Die Denkform des Christentums ist (oder war) die Denkform der griechischen Philosophie. Beide suchen insofern das Sein – das, was ist –, als es fürs menschliche Leben wesentlich ist. Ebensowenig wie die griechische Philosophie schließt das Christentum die archimedische Naturwissenschaft aus, und ebensowenig wie die griechische Philosophie hält das Christentum die archimedische Wissenschaft für echt bedeutsam. Dieses Ergebnis unserer bisherigen Untersuchung wird bekräftigt durch einen Blick auf das, was die Offenbarung über die Beziehung des Menschen zur Natur sagt.
5.2 Über die Beziehung des Menschen zur Natur nach der Heiligen Schrift
Die Denkform, die der griechischen Philosophie zugrunde liegt, ist derart, daß die Aufmerksamkeit, die sie der Naturwissenschaft im Sinne Archimedes’ und Galileis schenkt, bescheiden ausfällt. Durch diese Art von Naturwissenschaft mag man etwas lernen über einige Akzidenzien des materiellen Seienden, man dringt aber nicht zum Sein als solchem vor, und genau dieses ist es, was zählt im menschlichen Leben. Das Christentum teilt diese Denkform mit der griechischen Philosophie, und in der vom Christentum beherrschten Kultur begegnen wir oft derselben Haltung der Naturwissenschaft gegenüber wie in der vorchristlichen griechischen Kultur. Der christlichen Haltung der Naturwissenschaft gegenüber soll aber mehr im Detail nachgegangen werden. Die Haltung des Christentums der Naturwissenschaft gegenüber kann nicht einfach mit jener der griechischen Philosophie identifiziert werden, weil, wie wir bereits herausstellten, Christentum und griechische Philosophie nicht identisch sind.
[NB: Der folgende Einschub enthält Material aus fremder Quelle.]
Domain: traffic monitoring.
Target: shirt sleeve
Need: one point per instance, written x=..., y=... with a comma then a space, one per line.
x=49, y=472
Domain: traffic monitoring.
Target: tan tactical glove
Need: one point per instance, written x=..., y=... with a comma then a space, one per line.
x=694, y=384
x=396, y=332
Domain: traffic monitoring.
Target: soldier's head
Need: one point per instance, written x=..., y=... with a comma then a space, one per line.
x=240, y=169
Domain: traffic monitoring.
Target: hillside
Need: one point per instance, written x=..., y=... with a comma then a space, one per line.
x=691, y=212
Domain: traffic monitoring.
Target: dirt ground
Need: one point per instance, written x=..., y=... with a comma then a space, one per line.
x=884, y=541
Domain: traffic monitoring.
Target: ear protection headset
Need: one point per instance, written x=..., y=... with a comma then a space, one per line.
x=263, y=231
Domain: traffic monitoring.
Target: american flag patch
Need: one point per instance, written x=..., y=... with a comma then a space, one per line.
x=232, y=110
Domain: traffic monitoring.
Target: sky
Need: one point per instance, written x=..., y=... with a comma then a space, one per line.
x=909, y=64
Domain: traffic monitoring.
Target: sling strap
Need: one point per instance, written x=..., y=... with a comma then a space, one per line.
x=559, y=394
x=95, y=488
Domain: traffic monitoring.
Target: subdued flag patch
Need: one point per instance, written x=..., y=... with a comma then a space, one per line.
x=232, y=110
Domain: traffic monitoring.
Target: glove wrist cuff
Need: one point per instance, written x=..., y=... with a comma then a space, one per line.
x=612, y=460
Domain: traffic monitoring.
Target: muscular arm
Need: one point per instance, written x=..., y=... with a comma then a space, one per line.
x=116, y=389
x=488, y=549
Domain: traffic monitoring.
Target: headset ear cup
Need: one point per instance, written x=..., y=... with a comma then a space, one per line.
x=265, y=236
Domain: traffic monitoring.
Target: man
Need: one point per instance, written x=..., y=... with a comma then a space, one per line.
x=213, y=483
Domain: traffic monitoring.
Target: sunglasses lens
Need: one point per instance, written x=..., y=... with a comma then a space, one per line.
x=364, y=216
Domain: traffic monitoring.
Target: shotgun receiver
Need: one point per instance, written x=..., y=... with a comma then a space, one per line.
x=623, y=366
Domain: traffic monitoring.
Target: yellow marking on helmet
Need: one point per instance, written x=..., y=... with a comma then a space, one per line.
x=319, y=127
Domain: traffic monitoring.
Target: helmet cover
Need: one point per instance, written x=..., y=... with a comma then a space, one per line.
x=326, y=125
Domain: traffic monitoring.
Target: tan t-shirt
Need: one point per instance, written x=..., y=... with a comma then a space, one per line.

1 Offenbarung, Gott, Schöpfung, Übel und Erlösung
Das vorchristliche Judentum, in dem die Wurzeln des Christentums liegen, betrachtet sich selbst als die Frucht einer fortschreitenden Selbstoffenbarung Gottes. Das Volk Israel verstand sich selbst als Werk Gottes. Er hat das Volk durch eine Reihe historischer Ereignisse zu Seinem Volk gemacht. Angefangen mit der Berufung Abrahams, gipfelt sie in der Befreiung Israels aus der Sklaverei in Ägypten, der Gabe des Gesetzes des Mose ans Volk und der Ankunft in Kanaan, dem verheißenen Land. Israel ist dazu auserwählt, durch seinen Gehorsam Gottes Willen, dem Gesetze, gegenüber ein Zeichen des Heils für die Völker zu sein. Gottes Plan besteht darin, daß die Nationen, indem sie dieses Zeichen sehen, von Israel angezogen werden und des Heiles, das in ihm aufleuchtet, teilhaft werden 53. Das Leben im Gehorsam gegenüber Gott, das Israel zu leben auserwählt ist, verwirklicht und manifestiert sich in gerechten Beziehungen in allen Bereichen des menschlichen Lebens, sowohl in persönlichen als auch in gesellschaftlichen, in sexuellen und familialen nicht weniger als in politischen und wirtschaftlichen Angelegenheiten. Gerechtigkeit, Friede und Wohlergehen mögen die am meisten ins Auge springenden Komponenten des Heils sein, die Herzensmitte aber ist die rechte Beziehung zu Gott. Das Heil ist Gottes Werk. Die Befreiung Israels aus der Sklaverei in Ägypten und das Gesetz, das die religiöse und soziale Ordnung in Israel bestimmt, sind Gottes Gabe. Es ist genau die Untreue gegenüber Gott, die Israel, einmal im verheißenen Land angekommen, in Chaos und Elend werfen wird. Sie gipfeln in der Unterdrückung und Versklavung des Volkes durch fremde Mächte und im Verlust des verheißenen Landes während des Exils in Babylonien. Doch sind die Beziehungen im Volke schon vor dieser historischen Katastrophe gestört; und es ist dies das Ergebnis eines Mangels an wahrer Gottesfurcht. Die Propheten, die zum Volke gesandt werden, beklagen Apostasie (Untreue gegenüber Jahwe und die Verehrung falscher Götter) und soziale Ungerechtigkeit (besonders die Unterdrückung der Armen).